Department of Pediatric Surgery, Robert-Debré Children University Hospital, 48 Boulevard Sérurier, 75019, Paris, France.
Paris-Cité University, Paris, France.
J Robot Surg. 2023 Oct;17(5):2287-2295. doi: 10.1007/s11701-023-01647-2. Epub 2023 Jun 19.

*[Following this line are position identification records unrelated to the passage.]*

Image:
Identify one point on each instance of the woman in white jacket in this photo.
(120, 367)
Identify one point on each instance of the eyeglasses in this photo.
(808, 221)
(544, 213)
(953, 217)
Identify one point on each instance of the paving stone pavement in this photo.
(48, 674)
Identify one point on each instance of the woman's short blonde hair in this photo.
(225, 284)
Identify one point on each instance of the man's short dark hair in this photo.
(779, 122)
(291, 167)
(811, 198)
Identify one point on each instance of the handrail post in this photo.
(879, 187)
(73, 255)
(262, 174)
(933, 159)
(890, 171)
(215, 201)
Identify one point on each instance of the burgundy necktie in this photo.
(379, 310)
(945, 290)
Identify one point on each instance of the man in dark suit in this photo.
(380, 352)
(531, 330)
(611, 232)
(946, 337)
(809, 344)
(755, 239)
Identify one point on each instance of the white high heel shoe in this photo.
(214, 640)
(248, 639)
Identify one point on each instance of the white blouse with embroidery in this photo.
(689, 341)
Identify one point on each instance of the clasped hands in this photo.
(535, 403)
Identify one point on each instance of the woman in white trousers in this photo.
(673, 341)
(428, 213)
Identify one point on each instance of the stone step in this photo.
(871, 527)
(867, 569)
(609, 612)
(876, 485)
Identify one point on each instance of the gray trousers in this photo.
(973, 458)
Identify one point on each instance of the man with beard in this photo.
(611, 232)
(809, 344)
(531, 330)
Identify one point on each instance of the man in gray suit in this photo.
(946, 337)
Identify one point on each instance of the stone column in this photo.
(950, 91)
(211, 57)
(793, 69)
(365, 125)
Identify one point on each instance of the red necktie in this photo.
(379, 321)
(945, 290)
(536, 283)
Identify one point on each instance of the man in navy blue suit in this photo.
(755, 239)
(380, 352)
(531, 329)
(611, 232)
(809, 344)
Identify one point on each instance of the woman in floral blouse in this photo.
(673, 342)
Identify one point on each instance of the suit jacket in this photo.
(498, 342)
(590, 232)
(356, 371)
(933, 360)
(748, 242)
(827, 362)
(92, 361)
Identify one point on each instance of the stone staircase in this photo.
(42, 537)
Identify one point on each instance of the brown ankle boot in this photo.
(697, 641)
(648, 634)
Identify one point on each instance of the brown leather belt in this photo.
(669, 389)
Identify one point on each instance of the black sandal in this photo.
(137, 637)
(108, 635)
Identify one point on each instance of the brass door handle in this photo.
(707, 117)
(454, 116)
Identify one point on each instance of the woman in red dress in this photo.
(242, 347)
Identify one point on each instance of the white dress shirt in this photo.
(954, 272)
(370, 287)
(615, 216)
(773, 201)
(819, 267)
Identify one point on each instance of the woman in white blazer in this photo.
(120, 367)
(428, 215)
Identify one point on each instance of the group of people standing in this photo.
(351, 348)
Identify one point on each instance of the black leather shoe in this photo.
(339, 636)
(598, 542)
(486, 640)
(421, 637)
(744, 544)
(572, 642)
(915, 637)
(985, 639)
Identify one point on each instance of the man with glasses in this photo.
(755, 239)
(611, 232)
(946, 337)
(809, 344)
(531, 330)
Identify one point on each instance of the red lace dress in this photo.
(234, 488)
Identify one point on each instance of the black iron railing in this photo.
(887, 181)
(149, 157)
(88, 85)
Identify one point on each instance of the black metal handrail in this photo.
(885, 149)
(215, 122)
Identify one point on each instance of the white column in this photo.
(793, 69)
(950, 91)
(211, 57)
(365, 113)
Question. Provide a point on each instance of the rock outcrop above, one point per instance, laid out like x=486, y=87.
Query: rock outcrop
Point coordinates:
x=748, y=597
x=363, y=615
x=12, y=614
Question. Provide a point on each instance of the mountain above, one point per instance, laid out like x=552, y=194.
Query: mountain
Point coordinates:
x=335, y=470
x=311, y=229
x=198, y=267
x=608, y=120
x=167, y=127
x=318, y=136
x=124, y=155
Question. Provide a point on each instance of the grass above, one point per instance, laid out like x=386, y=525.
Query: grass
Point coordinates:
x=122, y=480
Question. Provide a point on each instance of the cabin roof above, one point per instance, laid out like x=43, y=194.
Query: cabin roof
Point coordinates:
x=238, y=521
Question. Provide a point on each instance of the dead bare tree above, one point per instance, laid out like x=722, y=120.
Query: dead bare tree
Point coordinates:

The aim of this study was to compare outcomes of laparoscopic and robotic-assisted colectomy in children. All children who underwent a colectomy with a laparoscopic (LapC) or robotic-assisted (RobC) approach in our institution (January 2010-March 2023) were included. Demographics, surgical data, and post-operative outcomes within 30 days were collected. Additional cost related to the robotic approach was calculated. Comparisons were performed using Fisher tests for categorical variables and Mann-Whitney tests for continuous variables. A total of 55 colectomies were performed: 31 LapC and 24 RobC (median age: 14.9 years). Main indications included: inflammatory bowel disease (n = 36, 65%), familial adenomatous polyposis (n = 6, 11%), sigmoid volvulus (n = 5, 9%), chronic intestinal pseudo-obstruction (n = 3, 5%). LapC included 22 right, 4 left, and 5 total colectomies. RobC included 15 right, 4 left, and 5 total colectomies. Robotic-assisted surgery was associated with increased operative time (3 h vs 2.5 h, p = 0.02), with a median increase in operative time of 36 min. There were no conversions. Post-operative complications occurred in 35% of LapC and 38% of RobC (p = 0.99). Complications requiring treatment under general anesthesia (Clavien-Dindo 3) occurred in similar rates (23% in LapC vs 13% in RobC, p = 0.49). Length of hospitalization was 10 days in LapC and 8.5 days in RobC (p = 0.39). The robotic approach was associated with a median additional cost of 2156€ per surgery. Robotic-assisted colectomy is as safe and feasible as laparoscopic colectomy in children, with similar complication rates but increased operative times and cost.
本研究旨在比较腹腔镜和机器人辅助结直肠切除术在儿童中的疗效。收集了我院 2010 年 1 月至 2023 年 3 月期间所有接受腹腔镜(LapC)或机器人辅助(RobC)结直肠切除术的患儿的临床资料。记录了患儿的人口统计学、手术数据和术后 30 天内的结果。计算了机器人辅助手术相关的额外费用。使用 Fisher 检验进行分类变量比较,Mann-Whitney 检验进行连续变量比较。共进行了 55 例结直肠切除术:31 例 LapC 和 24 例 RobC(中位年龄:14.9 岁)。主要适应证包括:炎症性肠病(n=36,65%)、家族性腺瘤性息肉病(n=6,11%)、乙状结肠扭转(n=5,9%)、慢性假性肠梗阻(n=3,5%)。LapC 包括 22 例右半结肠切除术、4 例左半结肠切除术和 5 例全结肠切除术。RobC 包括 15 例右半结肠切除术、4 例左半结肠切除术和 5 例全结肠切除术。机器人辅助手术的手术时间明显延长(3 小时比 2.5 小时,p=0.02),中位手术时间延长 36 分钟。没有中转开腹。LapC 和 RobC 的术后并发症发生率分别为 35%和 38%(p=0.99)。需要全身麻醉治疗的并发症(Clavien-Dindo 3 级)发生率相似(LapC 为 23%,RobC 为 13%,p=0.49)。LapC 的住院时间为 10 天,RobC 为 8.5 天(p=0.39)。机器人辅助手术的中位额外费用为每次手术 2156 欧元。机器人辅助结直肠切除术在儿童中与腹腔镜结直肠切除术一样安全可行,并发症发生率相似,但手术时间延长,费用增加。